Une protection adéquate et longtemps soutenue sur le marché étranger, 
et la prohibition de concurrence sur le marché domestique ont ici 
produit, par rapport aux navires, précisément l'effet que nous avons déjà 
constaté par rapport au drap et au fer en Angleterre, France, Allemagne 
et autres pays soumis à notre examen, celui de mettre les navires à bon 
marché, tandis que la matière première le bois a fermement gagné en 
prix. 

Cependant le résultat ne s'est point borné à cela. Les lois de Cromwell 
avaient pour objet de donner aux navires anglais des avantages dans le 
négoce de la Grande-Bretagne avec le monde entier, et ainsi d'exclure les 
autres navires de la concurrence même pour le négoce de leurs pays 
respectifs. L'objet des lois américaines était d'établir une égalité de droits 
sur l'Océan et dans les ports de la Grande-Bretagne. « Pour s'opposer à 
cette tentative, dit M. MacCulloch, on avait essayé de plusieurs moyens, 
qui tous avaient échoué. » « À la fin, continue-t-il, il devint clair pour 
chacun que nous étions engagés dans une lutte inégale, et que notre 
politique avait en réalité l'effet de donner un avantage à l'importation des 
objets manufacturés d'autres pays dans les États-Unis, et d'exclure ainsi 
graduellement nos manufactures et notre marine des ports de la 
république; et alors l'égalité des droits fut accordée tout à fait à contre¬ 
cœur. L'exemple ainsi fourni par les États-Unis fut promptement suivi 
par la Prusse, et la liberté de négoce fut ainsi conquise au moyen de la 
protection, la même protection au moyen de laquelle l'Allemagne, la 
France et d'autres pays vont aujourd'hui conquérant la liberté du 
commerce. 

Ici encore se présente une de ces anomalies dont nous avons parlé. De 
toutes les occupations de l'homme, le transport est celle qui tend le moins 
à développer l'intelligence; et plus les énergies d'un pays sont poussées 
dans cette direction, plus s'accroît la tendance vers la centralisation, la 
faiblesse et l'esclavage. De toutes les communautés européennes qui s'y 


sont consacrées, la Hollande et l'Angleterre sont seules à survivre, et 
toutes deux déclinent en puissance d'année en année.

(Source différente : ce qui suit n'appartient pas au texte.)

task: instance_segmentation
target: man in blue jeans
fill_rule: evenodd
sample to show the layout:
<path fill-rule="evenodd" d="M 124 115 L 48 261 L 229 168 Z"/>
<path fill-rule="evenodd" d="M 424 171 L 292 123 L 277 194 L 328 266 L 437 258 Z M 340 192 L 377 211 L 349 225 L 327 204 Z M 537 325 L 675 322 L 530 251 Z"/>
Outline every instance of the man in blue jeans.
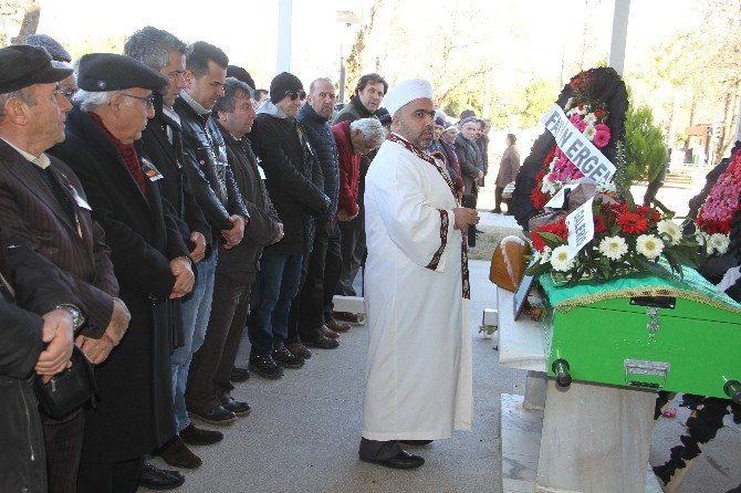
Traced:
<path fill-rule="evenodd" d="M 283 72 L 270 83 L 270 99 L 258 109 L 249 134 L 260 157 L 265 187 L 285 235 L 262 253 L 258 291 L 248 335 L 252 343 L 250 370 L 263 378 L 280 378 L 279 367 L 300 368 L 304 358 L 283 344 L 288 337 L 291 302 L 299 292 L 303 258 L 311 250 L 314 219 L 330 207 L 324 177 L 306 130 L 296 122 L 306 93 L 293 74 Z"/>
<path fill-rule="evenodd" d="M 184 345 L 170 358 L 175 420 L 180 434 L 160 455 L 170 465 L 192 469 L 201 460 L 184 442 L 205 444 L 213 440 L 190 423 L 189 415 L 211 424 L 228 424 L 237 419 L 232 410 L 221 405 L 211 409 L 186 408 L 185 392 L 192 355 L 206 337 L 219 250 L 241 242 L 250 214 L 229 167 L 227 146 L 211 117 L 216 101 L 223 96 L 229 59 L 220 49 L 202 41 L 191 44 L 187 53 L 186 69 L 192 80 L 180 92 L 174 108 L 182 128 L 182 169 L 188 188 L 211 224 L 215 246 L 198 263 L 192 296 L 182 303 Z"/>

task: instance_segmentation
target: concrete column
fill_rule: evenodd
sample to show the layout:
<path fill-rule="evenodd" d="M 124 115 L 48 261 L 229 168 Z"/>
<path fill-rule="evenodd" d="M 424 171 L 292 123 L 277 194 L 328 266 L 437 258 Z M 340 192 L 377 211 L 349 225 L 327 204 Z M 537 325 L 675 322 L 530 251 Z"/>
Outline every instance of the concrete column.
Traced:
<path fill-rule="evenodd" d="M 293 0 L 278 2 L 278 73 L 291 72 L 291 24 L 293 23 Z"/>
<path fill-rule="evenodd" d="M 628 38 L 628 17 L 630 13 L 630 0 L 615 0 L 615 12 L 613 13 L 613 39 L 609 43 L 608 65 L 623 75 L 625 66 L 625 42 Z"/>

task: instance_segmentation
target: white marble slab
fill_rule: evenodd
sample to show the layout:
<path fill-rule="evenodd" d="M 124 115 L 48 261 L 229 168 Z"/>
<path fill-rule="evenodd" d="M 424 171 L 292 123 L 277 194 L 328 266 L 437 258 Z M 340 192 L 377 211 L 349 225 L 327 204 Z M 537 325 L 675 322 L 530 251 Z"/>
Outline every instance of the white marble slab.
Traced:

De toutes les 
occupations, la conversion est celle qui tend le plus à diversifier les 
emplois, développer l’individualité, améliorer l'agriculture et les 
connaissances; et plus les pouvoirs d'un pays seront libres de prendre 
cette direction, plus s'accroîtra la tendance à développer les trésors de la 
terre, à créer des centres locaux, et à établir la parfaite liberté pour 
l'homme. L'un, le transport, tend à établir la suprématie du trafic, tandis 
que l'autre, la conversion, tend à développer le commerce; et pourtant, 
tout en adhérant fermement à la politique qui vise à mettre le fermier à 
même d'atteindre vite le marché, ce n'a été en général que comme 
occasion de lever un revenu qu'on a jamais donné attention à celle qui 
cherche à amener le marché près du fermier, et à le délivrer tout à fait de 
la taxe de transport. Nous trouvons là une grande et fondamentale 
anomalie, de laquelle sont nées toutes les autres en question, dont la 
dernière et la plus grande se trouve dans le fait que c'est chez le peuple le 
plus libre du monde que l'esclavage du travailleur est prêché comme un 
avantage positif pour lui et pour la société dont il est membre 155 .. 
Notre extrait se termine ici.